Parallèlement, la loi durcit les conditions d’attribution de certaines cartes de séjour, notamment celles destinées aux visiteurs et aux parents d’enfant français en précisant le niveau de ressources requis (au moins égal au SMIC net annuel hors prestations sociales et familiales). Par exemple, ces nouvelles dispositions excluent du bénéfice de titre de séjour les parents étrangers de ressortissants français qui ne remplissent pas les conditions pour obtenir une carte de résident.

S’appuyant sur le rapport du député Aurélien Taché remis au gouvernement en février 2018, la loi renforce le contrat d’intégration républicaine en précisant les objectifs du parcours d’intégration. Elle y ajoute une composante orientation et insertion professionnelle et augmente le volume de formation linguistique (de 200 à 400 heures).

Les demandeurs d’asile peuvent travailler à partir de six mois après leur entrée sur le territoire, contre neuf mois avant la loi.

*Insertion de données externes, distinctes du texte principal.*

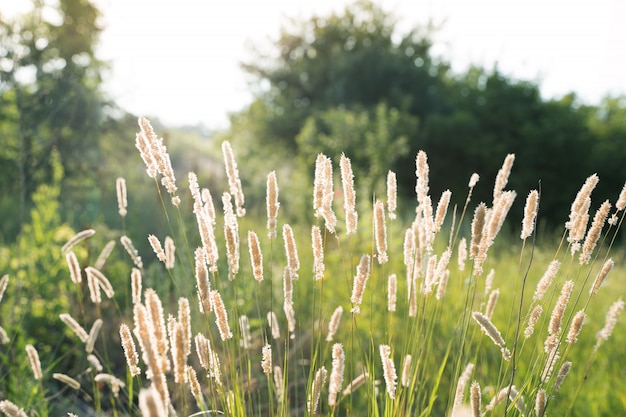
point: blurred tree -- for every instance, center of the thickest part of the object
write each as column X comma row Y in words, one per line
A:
column 50, row 94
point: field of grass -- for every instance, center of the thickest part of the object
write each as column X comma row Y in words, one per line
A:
column 365, row 311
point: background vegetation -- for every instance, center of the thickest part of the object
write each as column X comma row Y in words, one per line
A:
column 341, row 83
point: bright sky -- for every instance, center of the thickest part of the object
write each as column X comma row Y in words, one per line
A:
column 179, row 59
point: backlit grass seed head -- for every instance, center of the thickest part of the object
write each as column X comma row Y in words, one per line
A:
column 389, row 370
column 234, row 182
column 380, row 232
column 266, row 360
column 546, row 280
column 74, row 267
column 559, row 309
column 202, row 281
column 594, row 232
column 392, row 194
column 576, row 327
column 170, row 252
column 336, row 374
column 333, row 324
column 606, row 268
column 130, row 249
column 349, row 196
column 290, row 249
column 221, row 317
column 130, row 352
column 532, row 321
column 33, row 360
column 136, row 285
column 256, row 257
column 67, row 380
column 611, row 320
column 442, row 209
column 93, row 335
column 11, row 410
column 502, row 178
column 272, row 322
column 74, row 326
column 318, row 253
column 271, row 201
column 77, row 238
column 360, row 280
column 316, row 390
column 122, row 202
column 530, row 214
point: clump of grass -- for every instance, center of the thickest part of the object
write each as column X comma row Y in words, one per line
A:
column 356, row 300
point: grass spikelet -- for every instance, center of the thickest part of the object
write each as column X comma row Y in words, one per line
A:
column 316, row 390
column 380, row 232
column 74, row 267
column 336, row 374
column 530, row 214
column 256, row 257
column 122, row 202
column 272, row 204
column 349, row 196
column 392, row 194
column 77, row 238
column 389, row 370
column 74, row 326
column 130, row 352
column 360, row 280
column 33, row 360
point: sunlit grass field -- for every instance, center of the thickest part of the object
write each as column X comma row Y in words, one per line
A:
column 366, row 310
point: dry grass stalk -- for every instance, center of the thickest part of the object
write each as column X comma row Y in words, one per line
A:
column 392, row 289
column 594, row 232
column 290, row 249
column 74, row 326
column 67, row 380
column 333, row 324
column 316, row 390
column 11, row 410
column 336, row 374
column 221, row 318
column 380, row 232
column 502, row 178
column 77, row 238
column 33, row 360
column 349, row 196
column 611, row 320
column 272, row 204
column 360, row 280
column 318, row 252
column 130, row 352
column 234, row 182
column 392, row 194
column 546, row 280
column 389, row 370
column 256, row 257
column 122, row 202
column 530, row 214
column 74, row 267
column 606, row 268
column 266, row 361
column 93, row 335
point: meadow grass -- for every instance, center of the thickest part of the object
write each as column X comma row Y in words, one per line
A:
column 364, row 312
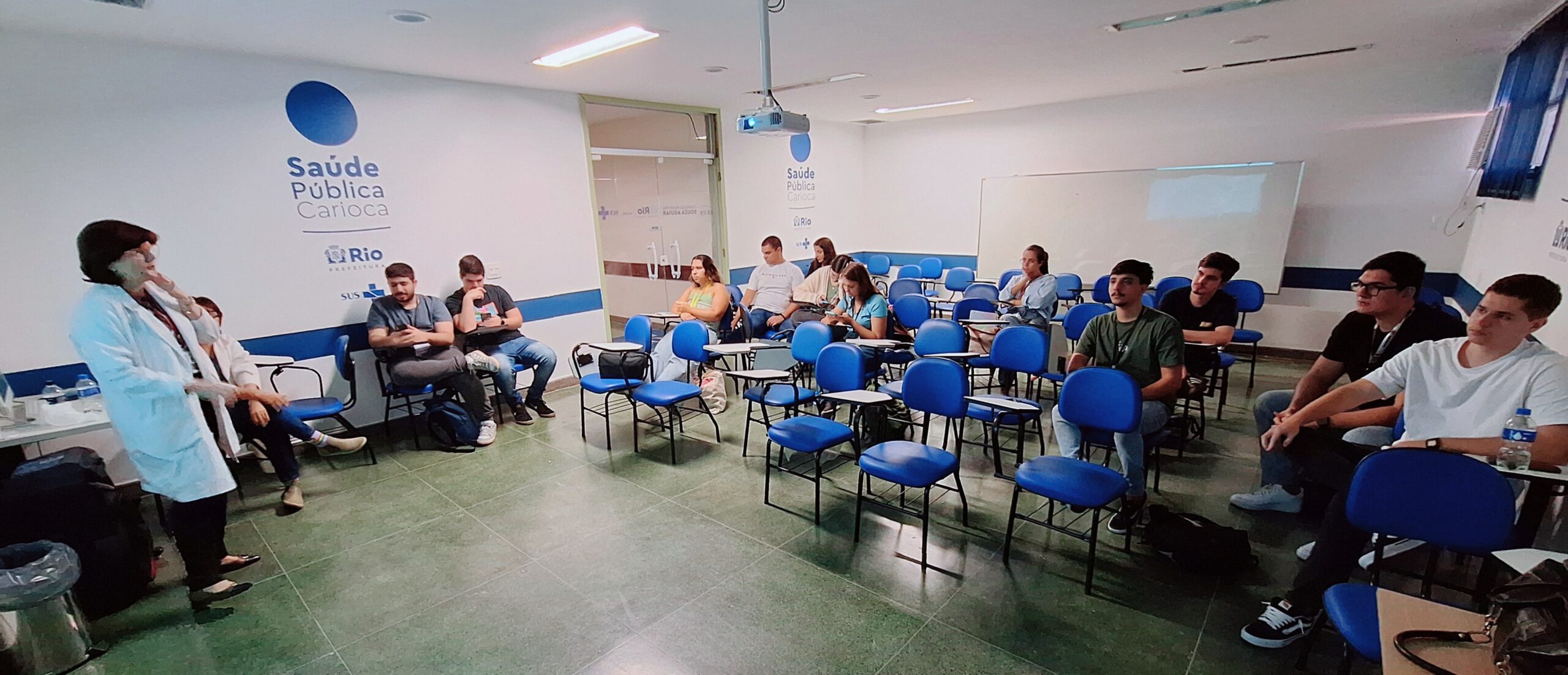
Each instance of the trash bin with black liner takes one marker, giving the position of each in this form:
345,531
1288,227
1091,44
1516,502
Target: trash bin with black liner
41,630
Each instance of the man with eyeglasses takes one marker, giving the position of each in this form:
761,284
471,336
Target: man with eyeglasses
1387,321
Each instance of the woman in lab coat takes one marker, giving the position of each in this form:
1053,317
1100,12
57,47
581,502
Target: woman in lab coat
141,338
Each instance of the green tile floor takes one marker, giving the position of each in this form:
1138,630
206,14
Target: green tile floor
548,554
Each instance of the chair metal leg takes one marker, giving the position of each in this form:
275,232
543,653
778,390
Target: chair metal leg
1012,519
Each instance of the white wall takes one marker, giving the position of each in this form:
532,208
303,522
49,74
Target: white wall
194,145
1515,238
1385,156
758,192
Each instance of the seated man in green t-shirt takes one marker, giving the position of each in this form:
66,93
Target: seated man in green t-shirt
1147,344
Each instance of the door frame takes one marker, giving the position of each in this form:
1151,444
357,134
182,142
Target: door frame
715,181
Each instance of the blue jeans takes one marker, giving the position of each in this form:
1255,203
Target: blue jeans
1277,467
1129,447
527,352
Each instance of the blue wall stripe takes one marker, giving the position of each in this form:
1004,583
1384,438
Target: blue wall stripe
315,342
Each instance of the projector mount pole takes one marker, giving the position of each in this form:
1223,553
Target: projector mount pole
767,59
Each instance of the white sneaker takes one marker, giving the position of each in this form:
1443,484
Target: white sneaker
1398,547
483,361
1269,498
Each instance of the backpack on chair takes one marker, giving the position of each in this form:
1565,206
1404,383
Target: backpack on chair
451,423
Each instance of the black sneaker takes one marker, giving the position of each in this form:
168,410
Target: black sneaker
540,407
519,413
1278,625
1126,517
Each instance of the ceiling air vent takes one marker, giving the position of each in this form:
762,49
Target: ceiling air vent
1256,62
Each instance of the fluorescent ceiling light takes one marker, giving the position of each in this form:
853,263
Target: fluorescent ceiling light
1170,16
598,46
922,107
821,80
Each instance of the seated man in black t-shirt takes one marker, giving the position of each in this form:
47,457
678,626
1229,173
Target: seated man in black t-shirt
1205,311
488,321
1387,321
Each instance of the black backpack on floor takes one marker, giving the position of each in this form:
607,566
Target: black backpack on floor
1197,544
66,497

C’était l’une des recommandations phares du rapport Taché. En pratique, l’autorisation de travail reste soumise à un régime restrictif.

Le cas particulier de Mayotte

À Mayotte est instaurée une dérogation au principe du droit du sol : un enfant né de parents étrangers ne peut acquérir la nationalité française à la majorité qu’à condition expresse que l’un de ses parents ait résidé en France de manière régulière et ininterrompue pendant plus de trois mois avant sa naissance. Un visa est rendu obligatoire pour les mineurs étrangers résidant régulièrement à Mayotte et souhaitant être admis sur le territoire métropolitain. Ce visa était jusque-là obligatoire pour les seuls majeurs.

Ces dispositions, spécifiques à Mayotte, visent à faire face à une forte immigration clandestine en provenance des autres îles de l’archipel des Comores. Le Conseil constitutionnel a validé ces dispositions, dérogatoires au droit commun, en s’appuyant sur l’article 73 de la Constitution selon lequel, dans les départements et les régions d’outre-mer, les lois et règlements "peuvent faire l’objet d’adaptations tenant aux caractéristiques et contraintes particulières de ces collectivités".